By the time Scott arrived home, he had managed to talk himself through a spectrum of distinct emotions—underlying it all was the sneaking suspicion that whatever happened next, he was going to screw it up. For all that was going so incredibly right in his life—making first line, Allison—so much else was going incredibly wrong. The sappy grin that came to his face when he thought of Allison was wiped away when he thought about his grades, Jackson, the hunters, the Alpha, his dad. Then there were the parts he didn't talk about. "I'm having trouble dealing with aggression," he'd told the coach, when what he really meant … how could he explain the dark rage that seethed inside him all the time; the fact that when he talked to people, he had to forcibly not think of them as prey, not see them covered in blood by his hand?

He couldn't explain how his own personality was the werewolf's first victim.

He dropped his sports bag since inside the door. The Lacrosse stick strapped to it clattered against the wooden floor. In the living room, the lamp was on, the only light that was. His mom was sitting on the couch, legs crossed, suspended foot jittering. She was wearing her scrubs. Her purse sat on the floor with the car keys on top. From the depth of the scent, she had been waiting there for hours, nerves frayed. For a split second he thought about ignoring her, walking up the stairs and slamming the door. He wanted to wallow by himself for awhile, to try to work through the turmoil in his head and in his gut. In truth, all of his emotions were intensified now; the human ones, even depression and fear, had become a valuable reminder of whom he needed to hang on to. But, that was his mom there, his mom who wasn't at work when she was supposed to be, who had obviously been waiting for him to come home. Squaring his shoulders, he turned in to the room. "Mom, you're home," he said, as if he had just noticed her. "Why are you home?"

"Sit down, Scott," she replied, patting the couch seat next to her. Her tone didn't brook any argument. He complied, his eyebrow quirking up in a silent question. "I got something in the mail today—"

"Oh, god. The progress report," he moaned, burying his face in his hands. Parent/teacher conferences were this week; progress reports would have been sent home for anyone who needed a heads up, or who couldn't make the conferences. He was flunking practically everything. He was certain that, if it were possible, he'd be flunking his free period. Usually he managed to keep his grades in a solid C range, at least high enough to keep everyone's attention off of him. This semester, he lived in expectation of his teachers inventing new, lower, grades to give him when even an F was too high.

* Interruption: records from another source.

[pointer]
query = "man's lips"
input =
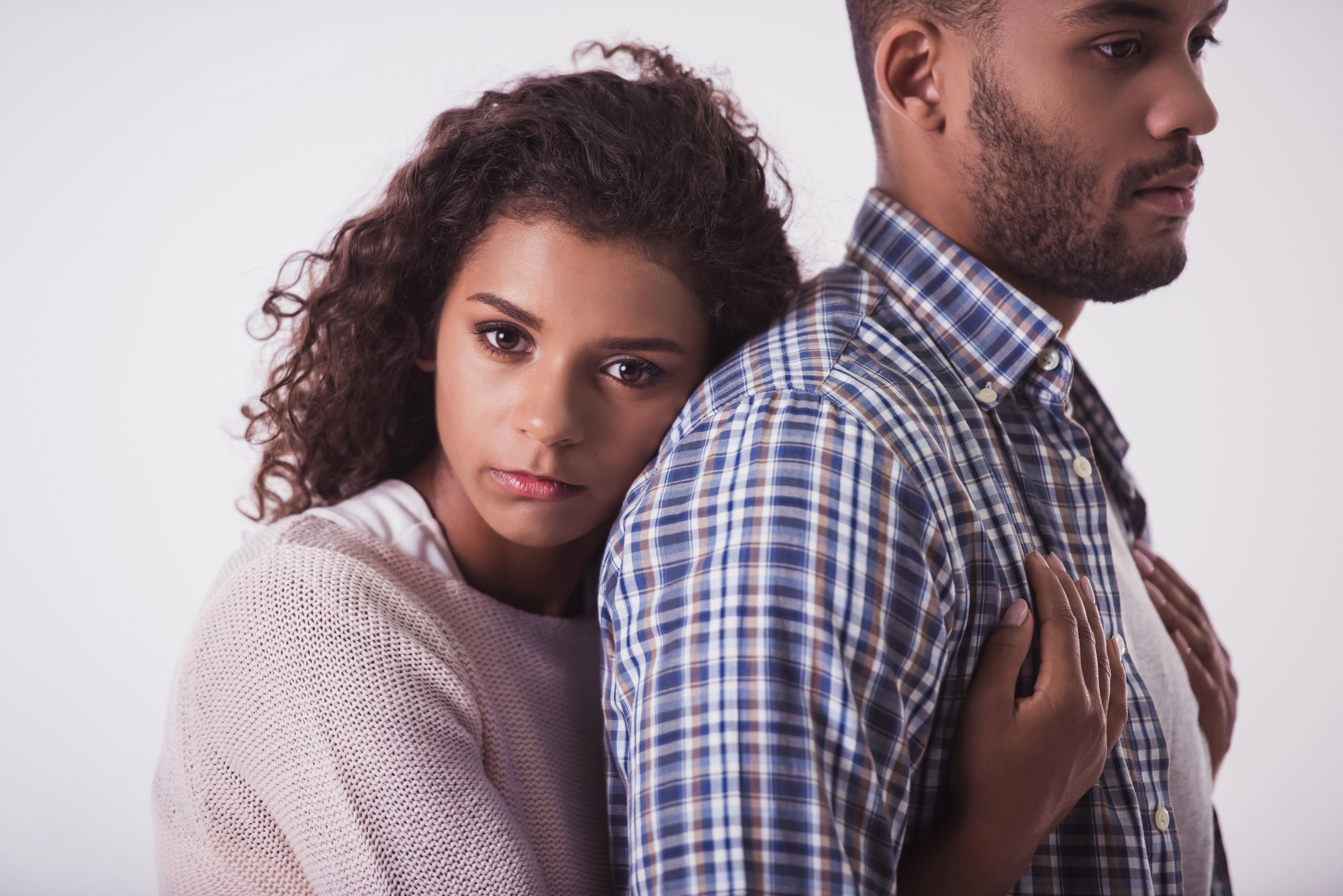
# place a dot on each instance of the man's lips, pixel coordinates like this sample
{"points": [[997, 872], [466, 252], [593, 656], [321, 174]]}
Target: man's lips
{"points": [[524, 485], [1173, 193]]}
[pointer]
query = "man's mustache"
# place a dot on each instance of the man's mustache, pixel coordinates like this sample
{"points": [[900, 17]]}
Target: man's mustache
{"points": [[1183, 154]]}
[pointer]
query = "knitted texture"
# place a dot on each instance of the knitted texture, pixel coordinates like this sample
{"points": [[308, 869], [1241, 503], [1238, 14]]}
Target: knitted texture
{"points": [[349, 721]]}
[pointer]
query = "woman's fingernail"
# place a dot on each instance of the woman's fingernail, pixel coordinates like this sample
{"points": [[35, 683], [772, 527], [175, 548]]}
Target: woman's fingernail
{"points": [[1087, 589]]}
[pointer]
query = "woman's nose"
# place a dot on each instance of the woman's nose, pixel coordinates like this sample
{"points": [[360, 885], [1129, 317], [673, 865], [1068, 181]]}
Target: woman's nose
{"points": [[550, 409]]}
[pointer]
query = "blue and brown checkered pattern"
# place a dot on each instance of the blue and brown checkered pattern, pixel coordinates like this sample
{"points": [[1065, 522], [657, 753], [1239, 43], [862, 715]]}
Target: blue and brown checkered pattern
{"points": [[800, 585]]}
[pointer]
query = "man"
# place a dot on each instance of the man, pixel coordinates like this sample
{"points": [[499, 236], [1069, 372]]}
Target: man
{"points": [[801, 587]]}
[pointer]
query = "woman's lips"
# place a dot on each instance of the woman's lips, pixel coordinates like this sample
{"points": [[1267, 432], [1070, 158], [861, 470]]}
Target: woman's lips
{"points": [[1172, 200], [524, 485]]}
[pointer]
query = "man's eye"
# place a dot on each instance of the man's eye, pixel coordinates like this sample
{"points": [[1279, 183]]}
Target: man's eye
{"points": [[632, 372], [1199, 43], [1119, 48], [504, 340]]}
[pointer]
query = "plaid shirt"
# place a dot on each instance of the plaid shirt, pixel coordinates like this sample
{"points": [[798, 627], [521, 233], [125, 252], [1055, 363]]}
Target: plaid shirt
{"points": [[800, 585]]}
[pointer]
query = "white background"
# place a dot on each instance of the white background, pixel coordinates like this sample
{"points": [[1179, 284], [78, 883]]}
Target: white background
{"points": [[158, 161]]}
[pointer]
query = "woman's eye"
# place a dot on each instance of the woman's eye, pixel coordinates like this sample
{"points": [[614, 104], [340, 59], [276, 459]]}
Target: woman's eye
{"points": [[632, 372], [504, 340], [1119, 48]]}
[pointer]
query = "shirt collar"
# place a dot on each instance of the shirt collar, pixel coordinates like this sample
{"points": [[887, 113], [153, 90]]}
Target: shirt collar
{"points": [[989, 330]]}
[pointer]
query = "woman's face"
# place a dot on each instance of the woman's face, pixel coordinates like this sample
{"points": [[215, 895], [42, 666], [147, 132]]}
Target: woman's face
{"points": [[561, 364]]}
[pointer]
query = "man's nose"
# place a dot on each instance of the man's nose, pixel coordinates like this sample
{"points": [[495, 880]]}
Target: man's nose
{"points": [[550, 409], [1183, 106]]}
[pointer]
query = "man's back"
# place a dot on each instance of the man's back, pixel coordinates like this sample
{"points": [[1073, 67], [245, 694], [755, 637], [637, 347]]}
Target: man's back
{"points": [[800, 588]]}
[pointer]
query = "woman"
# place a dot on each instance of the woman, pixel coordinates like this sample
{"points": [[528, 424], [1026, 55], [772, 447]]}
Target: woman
{"points": [[396, 689]]}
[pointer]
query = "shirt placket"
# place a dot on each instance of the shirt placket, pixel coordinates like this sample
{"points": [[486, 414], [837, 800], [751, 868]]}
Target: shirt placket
{"points": [[1066, 501]]}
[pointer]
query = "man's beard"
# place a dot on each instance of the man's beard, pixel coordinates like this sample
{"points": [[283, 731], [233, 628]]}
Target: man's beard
{"points": [[1044, 213]]}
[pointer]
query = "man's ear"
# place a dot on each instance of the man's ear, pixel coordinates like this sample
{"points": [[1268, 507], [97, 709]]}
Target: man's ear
{"points": [[906, 72]]}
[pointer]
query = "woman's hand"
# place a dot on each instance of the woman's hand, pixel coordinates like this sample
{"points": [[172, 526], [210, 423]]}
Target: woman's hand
{"points": [[1207, 660], [1020, 765]]}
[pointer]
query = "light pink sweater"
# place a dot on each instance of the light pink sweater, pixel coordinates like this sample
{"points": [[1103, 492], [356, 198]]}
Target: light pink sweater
{"points": [[350, 721]]}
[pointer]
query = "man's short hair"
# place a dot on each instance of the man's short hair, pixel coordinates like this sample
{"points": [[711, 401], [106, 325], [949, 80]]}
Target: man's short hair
{"points": [[868, 19]]}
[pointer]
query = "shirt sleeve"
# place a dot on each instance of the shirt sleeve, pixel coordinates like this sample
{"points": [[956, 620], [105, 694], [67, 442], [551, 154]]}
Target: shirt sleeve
{"points": [[331, 742], [778, 605]]}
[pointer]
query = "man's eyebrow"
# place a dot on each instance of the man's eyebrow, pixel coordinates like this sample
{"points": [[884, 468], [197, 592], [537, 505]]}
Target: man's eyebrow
{"points": [[652, 344], [508, 307], [1219, 9], [1106, 11]]}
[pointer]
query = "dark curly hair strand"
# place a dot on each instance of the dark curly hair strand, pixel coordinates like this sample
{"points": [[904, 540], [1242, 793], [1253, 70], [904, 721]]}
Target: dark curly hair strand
{"points": [[664, 157]]}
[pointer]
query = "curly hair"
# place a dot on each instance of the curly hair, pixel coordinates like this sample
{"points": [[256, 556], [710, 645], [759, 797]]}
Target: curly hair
{"points": [[664, 157]]}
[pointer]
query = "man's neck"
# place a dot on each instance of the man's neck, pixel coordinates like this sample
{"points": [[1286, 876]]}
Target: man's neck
{"points": [[958, 226]]}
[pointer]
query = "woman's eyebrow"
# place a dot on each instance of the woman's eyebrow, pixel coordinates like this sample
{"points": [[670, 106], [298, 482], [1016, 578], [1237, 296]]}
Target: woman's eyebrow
{"points": [[510, 309], [652, 344]]}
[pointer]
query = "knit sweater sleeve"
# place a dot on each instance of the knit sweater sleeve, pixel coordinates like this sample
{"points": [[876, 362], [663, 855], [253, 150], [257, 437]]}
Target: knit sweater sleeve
{"points": [[326, 738]]}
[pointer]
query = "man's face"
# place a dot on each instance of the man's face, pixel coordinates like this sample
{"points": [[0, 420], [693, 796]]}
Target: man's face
{"points": [[1087, 115]]}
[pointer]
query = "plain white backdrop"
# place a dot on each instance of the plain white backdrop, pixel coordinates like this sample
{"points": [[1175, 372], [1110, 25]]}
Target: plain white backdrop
{"points": [[158, 161]]}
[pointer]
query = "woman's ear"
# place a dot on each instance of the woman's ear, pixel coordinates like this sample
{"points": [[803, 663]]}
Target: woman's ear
{"points": [[907, 72]]}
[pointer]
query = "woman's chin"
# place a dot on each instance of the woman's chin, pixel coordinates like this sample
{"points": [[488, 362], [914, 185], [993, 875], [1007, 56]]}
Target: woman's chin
{"points": [[546, 526]]}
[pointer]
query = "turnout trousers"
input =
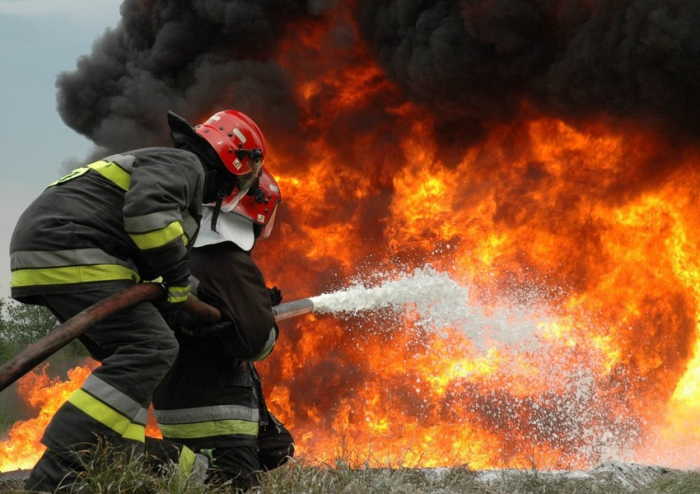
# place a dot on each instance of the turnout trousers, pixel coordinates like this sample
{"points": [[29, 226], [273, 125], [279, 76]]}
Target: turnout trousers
{"points": [[136, 348]]}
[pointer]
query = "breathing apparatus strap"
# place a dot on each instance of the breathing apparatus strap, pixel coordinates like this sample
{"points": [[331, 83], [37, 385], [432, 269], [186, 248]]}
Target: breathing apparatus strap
{"points": [[217, 209]]}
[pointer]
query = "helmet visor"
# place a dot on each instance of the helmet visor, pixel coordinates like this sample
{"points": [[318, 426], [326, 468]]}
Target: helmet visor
{"points": [[267, 229], [246, 183]]}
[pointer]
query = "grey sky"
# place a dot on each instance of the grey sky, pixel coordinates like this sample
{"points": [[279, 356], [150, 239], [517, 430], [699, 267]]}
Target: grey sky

"We are going to have a conversation about that, Mister," she replied, a narrowing of her eyes turning the sentence from a threat into a very dangerous promise. She drilled her gaze into him until he looked away in shame, then added, "Later." Scott started to breathe a sigh of relief, but she continued. "I got something from the lawyer."

"Lawyer?" he repeated. In sixth grade, when his parents were going through their divorce, "The Lawyer" was an invisible, but ever present participant in his life. Once the divorce became final, "The Lawyer" dropped out of sentences, out of power, out of mind. Scott hadn't realized until now how much he didn't miss hearing the title invoked. Even after all this time, the invocation brought a rush of vertigo, as if he'd just taken a step in the dark and discovered that the ground had been removed. "What about?"

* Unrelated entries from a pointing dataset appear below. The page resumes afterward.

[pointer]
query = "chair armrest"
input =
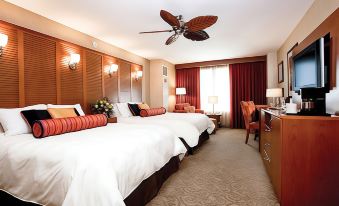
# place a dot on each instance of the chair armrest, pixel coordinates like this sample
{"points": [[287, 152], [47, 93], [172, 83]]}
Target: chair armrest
{"points": [[199, 111], [179, 111]]}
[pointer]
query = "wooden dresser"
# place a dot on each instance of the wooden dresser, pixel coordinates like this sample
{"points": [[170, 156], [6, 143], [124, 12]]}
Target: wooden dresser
{"points": [[301, 156]]}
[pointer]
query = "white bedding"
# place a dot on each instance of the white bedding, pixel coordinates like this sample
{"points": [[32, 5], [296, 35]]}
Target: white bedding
{"points": [[180, 128], [200, 121], [99, 166]]}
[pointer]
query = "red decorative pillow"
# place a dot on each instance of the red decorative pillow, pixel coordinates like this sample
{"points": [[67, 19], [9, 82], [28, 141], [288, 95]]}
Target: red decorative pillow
{"points": [[49, 127], [152, 112]]}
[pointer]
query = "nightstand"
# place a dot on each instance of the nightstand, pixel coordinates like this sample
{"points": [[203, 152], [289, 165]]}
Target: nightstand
{"points": [[112, 120], [217, 117]]}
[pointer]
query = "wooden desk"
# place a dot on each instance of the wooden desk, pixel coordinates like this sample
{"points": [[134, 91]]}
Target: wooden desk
{"points": [[300, 154], [259, 108]]}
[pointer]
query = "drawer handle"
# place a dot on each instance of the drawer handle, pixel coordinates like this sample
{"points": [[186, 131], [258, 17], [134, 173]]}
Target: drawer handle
{"points": [[267, 158], [268, 128]]}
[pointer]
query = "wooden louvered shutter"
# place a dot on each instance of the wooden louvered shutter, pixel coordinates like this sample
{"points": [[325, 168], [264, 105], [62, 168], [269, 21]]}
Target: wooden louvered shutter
{"points": [[71, 81], [111, 82], [136, 85], [125, 82], [9, 71], [40, 73], [93, 78]]}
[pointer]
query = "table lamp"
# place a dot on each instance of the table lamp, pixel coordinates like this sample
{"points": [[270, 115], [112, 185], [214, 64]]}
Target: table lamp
{"points": [[180, 91], [213, 100], [275, 94]]}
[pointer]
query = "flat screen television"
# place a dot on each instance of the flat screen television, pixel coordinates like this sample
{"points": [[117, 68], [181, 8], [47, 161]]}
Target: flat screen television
{"points": [[311, 66]]}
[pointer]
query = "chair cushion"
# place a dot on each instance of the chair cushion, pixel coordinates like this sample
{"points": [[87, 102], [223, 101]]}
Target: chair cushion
{"points": [[254, 125]]}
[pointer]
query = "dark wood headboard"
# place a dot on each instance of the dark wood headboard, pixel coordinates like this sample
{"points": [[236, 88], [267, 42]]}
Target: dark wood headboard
{"points": [[34, 69]]}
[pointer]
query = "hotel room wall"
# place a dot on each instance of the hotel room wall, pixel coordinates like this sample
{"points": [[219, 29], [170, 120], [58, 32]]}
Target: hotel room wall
{"points": [[272, 70], [34, 69], [21, 17], [156, 78], [314, 17]]}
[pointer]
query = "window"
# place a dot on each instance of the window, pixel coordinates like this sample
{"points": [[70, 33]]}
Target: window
{"points": [[215, 81]]}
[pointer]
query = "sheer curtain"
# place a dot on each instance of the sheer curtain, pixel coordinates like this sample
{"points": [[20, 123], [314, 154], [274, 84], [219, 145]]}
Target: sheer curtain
{"points": [[215, 81]]}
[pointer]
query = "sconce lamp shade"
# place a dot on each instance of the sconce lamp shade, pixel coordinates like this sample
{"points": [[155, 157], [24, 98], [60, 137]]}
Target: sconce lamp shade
{"points": [[213, 99], [139, 74], [73, 61], [180, 91], [113, 68], [274, 92], [75, 58], [3, 40]]}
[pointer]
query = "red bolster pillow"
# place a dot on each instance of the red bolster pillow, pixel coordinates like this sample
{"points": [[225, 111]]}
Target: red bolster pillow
{"points": [[152, 112], [49, 127]]}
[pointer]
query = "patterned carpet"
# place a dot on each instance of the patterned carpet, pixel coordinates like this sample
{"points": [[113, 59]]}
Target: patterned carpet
{"points": [[224, 171]]}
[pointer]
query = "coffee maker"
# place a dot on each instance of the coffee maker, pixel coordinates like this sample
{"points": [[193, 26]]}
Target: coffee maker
{"points": [[313, 101]]}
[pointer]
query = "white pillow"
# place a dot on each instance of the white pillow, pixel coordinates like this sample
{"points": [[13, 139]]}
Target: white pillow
{"points": [[116, 111], [12, 121], [76, 106], [124, 110]]}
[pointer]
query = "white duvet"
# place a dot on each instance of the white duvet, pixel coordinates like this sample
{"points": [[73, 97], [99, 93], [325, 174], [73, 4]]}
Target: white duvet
{"points": [[200, 121], [180, 128], [94, 167]]}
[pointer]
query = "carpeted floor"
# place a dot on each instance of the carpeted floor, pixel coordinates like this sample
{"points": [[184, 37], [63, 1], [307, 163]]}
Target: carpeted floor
{"points": [[224, 171]]}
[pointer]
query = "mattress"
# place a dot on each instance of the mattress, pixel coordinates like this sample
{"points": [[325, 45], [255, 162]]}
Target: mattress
{"points": [[181, 129], [99, 166]]}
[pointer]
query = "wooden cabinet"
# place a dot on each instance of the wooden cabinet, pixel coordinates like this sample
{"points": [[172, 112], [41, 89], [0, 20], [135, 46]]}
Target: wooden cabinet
{"points": [[301, 156], [271, 148]]}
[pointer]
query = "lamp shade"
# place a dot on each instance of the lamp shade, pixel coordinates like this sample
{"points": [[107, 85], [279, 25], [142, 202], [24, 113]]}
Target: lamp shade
{"points": [[113, 68], [139, 74], [274, 92], [180, 91], [3, 40], [74, 58], [213, 99]]}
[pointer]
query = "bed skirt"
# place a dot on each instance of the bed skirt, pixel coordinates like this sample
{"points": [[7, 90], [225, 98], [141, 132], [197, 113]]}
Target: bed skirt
{"points": [[202, 138], [144, 193]]}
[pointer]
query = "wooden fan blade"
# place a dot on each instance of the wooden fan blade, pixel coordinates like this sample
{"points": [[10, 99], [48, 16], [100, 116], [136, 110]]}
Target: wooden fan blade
{"points": [[196, 36], [169, 18], [150, 32], [172, 39], [201, 23]]}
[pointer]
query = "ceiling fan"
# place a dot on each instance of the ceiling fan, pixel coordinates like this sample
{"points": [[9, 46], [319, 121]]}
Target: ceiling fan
{"points": [[193, 29]]}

"It seems—" Her voice choked. She swallowed, cleared her throat, pulled a small needle-pointed throw pillow from behind her back and examined it as if she were confused about how it had gotten there or why it had taken her this long to notice the discomfort it caused. Her mother had made the pillow, Scott recalled. It was one of the few things his mom had hung on to after his grandma died. "It seems that your father plans to file for custody of you. Full custody." Her heart was racing; the acrid scent of fear roiled from her.

Scott's brow furrowed. "Can he do that?"

His mom gave a bitter laugh. "Oh, he can do that." She ran her fingers over the needle-point pattern on the front: a butterfly with oversized blue wings.

"Why would he do that?" Scott pressed. Was that what his dad had wanted to talk about? Not that he was moving away from Beacon Hills, but that he planned to take Scott with him? Away?

She took a deep breath, let it out. "I asked myself the same question, since it's not like he put up a fight when you moved here. So I called him." Scott's eyes widened. His parents hadn't had a direct conversation since the day the final papers were signed; they'd barely been able to have one before that. "He told me," she continued, as if she couldn't believe the words that were about to come next, "that you aren't thriving here."

Scott threw his hands up in frustration. "What does that even mean?" he shouted, his voice cracking.

"It means," she replied, "that he thinks I'm a terrible mother." She pinched the bridge of her nose. "Do you think I'm a terrible mother?"

"No," Scott wailed, now on his feet, though he didn't recall standing up. "Of course not." He ran a hand through his hair, took one angry step, then another—managed only to pace in a tight circle. "He can't do this. I-I-I'm not going." He looked wildly around the room, searching for something, he didn't know what. Abruptly, he forced himself to stop, squeezed his eyes shut.

"Scott," his mom said, tone softer, reassuring. She grabbed one of his hands and held it. "We can fight this. If you want to."